Let’s use induction on dimension. The claim is vacuously true for $n=1$.
If $n\geq 2$, then partition the upper-triangular matrix $T$ as follows:
$$T=\left[\begin{array}{c}S&x\\0&c\end{array}\right]$$ where $S\in\mathbb C^{(n-1)\times(n-1)}$, $x\in\mathbb C^{(n-1)\times 1}$, $0\in\mathbb C^{1\times (n-1)}$, and $c\in\mathbb C$. Then, we have that $$T^H=\left[\begin{array}{c}S^H&0\\x^H&\overline c\end{array}\right]$$ where the bar denotes complex conjugate. It is easy to compute that
\begin{align*}TT^H=&\,\left[\begin{array}{c}SS^H+xx^H&\overline cx\\cx^H&|c|^2\end{array}\right]\\T^HT=&\,\left[\begin{array}{c}S^HS&S^Hx\\x^HS&x^Hx+|c|^2\end{array}\right]\end{align*}
If $T T^H=T^HT$, then one must have, in particular (look at the lower right corners), that $x^Hx+|c|^2=|c|^2$, which implies that $x=0$.

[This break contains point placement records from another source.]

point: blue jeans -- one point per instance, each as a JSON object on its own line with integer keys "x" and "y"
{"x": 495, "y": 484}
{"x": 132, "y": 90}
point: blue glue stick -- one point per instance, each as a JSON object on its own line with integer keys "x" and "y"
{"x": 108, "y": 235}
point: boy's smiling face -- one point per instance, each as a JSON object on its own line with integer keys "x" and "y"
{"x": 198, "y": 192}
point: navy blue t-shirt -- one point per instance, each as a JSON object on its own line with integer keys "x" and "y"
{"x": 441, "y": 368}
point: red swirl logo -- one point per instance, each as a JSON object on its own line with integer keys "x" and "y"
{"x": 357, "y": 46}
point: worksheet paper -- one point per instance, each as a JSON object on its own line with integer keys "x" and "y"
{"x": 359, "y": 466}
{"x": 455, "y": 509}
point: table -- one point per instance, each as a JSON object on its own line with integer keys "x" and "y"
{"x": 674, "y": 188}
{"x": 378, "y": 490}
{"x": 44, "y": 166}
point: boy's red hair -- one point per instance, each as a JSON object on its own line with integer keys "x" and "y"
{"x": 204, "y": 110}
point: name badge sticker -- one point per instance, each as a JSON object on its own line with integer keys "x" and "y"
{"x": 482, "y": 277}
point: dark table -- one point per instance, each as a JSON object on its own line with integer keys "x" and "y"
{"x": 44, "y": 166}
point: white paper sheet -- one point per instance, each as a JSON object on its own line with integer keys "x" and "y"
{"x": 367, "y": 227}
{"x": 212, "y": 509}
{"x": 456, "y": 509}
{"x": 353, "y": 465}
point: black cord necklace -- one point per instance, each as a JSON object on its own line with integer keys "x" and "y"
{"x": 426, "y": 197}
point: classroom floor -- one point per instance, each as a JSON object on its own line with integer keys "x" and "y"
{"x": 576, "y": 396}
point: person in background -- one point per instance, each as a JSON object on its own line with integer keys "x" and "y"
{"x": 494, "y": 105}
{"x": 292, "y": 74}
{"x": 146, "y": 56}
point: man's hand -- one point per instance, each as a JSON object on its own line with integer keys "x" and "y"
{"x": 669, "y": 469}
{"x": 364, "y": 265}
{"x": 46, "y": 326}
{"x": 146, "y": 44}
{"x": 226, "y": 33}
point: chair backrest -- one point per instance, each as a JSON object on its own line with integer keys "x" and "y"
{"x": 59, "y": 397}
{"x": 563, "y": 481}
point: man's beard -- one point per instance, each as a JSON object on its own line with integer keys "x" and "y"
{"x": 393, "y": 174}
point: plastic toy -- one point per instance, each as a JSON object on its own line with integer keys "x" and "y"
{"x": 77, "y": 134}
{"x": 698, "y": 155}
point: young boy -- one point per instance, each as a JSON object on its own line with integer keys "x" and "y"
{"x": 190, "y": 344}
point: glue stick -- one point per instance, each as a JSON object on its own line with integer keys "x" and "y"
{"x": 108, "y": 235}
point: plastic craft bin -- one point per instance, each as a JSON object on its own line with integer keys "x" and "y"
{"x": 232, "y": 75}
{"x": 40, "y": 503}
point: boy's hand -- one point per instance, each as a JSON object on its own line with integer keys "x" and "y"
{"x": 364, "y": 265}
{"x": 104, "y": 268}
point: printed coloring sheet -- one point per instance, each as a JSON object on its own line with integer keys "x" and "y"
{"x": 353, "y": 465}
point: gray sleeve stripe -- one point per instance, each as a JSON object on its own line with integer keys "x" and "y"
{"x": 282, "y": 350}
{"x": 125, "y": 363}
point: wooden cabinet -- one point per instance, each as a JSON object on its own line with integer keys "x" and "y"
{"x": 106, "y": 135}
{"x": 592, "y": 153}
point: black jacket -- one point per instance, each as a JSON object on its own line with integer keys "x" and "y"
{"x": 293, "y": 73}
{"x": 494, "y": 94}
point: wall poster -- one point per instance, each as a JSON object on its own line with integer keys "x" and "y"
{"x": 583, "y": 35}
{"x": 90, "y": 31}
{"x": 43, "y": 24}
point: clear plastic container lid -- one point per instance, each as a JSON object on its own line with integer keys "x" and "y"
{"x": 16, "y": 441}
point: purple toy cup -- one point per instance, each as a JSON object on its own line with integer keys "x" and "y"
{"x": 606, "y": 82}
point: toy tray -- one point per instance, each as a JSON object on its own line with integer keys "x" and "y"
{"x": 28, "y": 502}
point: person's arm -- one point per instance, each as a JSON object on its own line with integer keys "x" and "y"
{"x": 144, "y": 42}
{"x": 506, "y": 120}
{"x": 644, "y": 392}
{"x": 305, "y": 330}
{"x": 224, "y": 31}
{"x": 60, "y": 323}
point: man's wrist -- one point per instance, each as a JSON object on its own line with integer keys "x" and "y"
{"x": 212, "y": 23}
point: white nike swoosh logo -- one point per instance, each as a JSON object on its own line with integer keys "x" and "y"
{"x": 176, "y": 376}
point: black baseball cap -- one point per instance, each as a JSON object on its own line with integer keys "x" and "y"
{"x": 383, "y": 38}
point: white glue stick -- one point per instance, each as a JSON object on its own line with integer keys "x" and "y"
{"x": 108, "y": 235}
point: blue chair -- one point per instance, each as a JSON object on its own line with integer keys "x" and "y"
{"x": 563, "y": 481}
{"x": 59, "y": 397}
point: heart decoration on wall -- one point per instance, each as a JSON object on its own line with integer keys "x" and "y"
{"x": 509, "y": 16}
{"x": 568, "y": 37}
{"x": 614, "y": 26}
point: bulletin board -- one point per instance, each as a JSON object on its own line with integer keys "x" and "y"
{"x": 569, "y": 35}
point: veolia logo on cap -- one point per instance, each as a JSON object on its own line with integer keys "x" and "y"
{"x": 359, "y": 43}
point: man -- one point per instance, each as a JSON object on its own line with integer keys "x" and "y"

It follows (look at the upper left corners) that $SS^H=S^HS$, which, by the induction hypothesis and the fact that $S$ is upper-triangular, implies that $S$ is a diagonal matrix. Since we also have $x=0$, $T$ is a diagonal matrix, too, so that the induction goes through.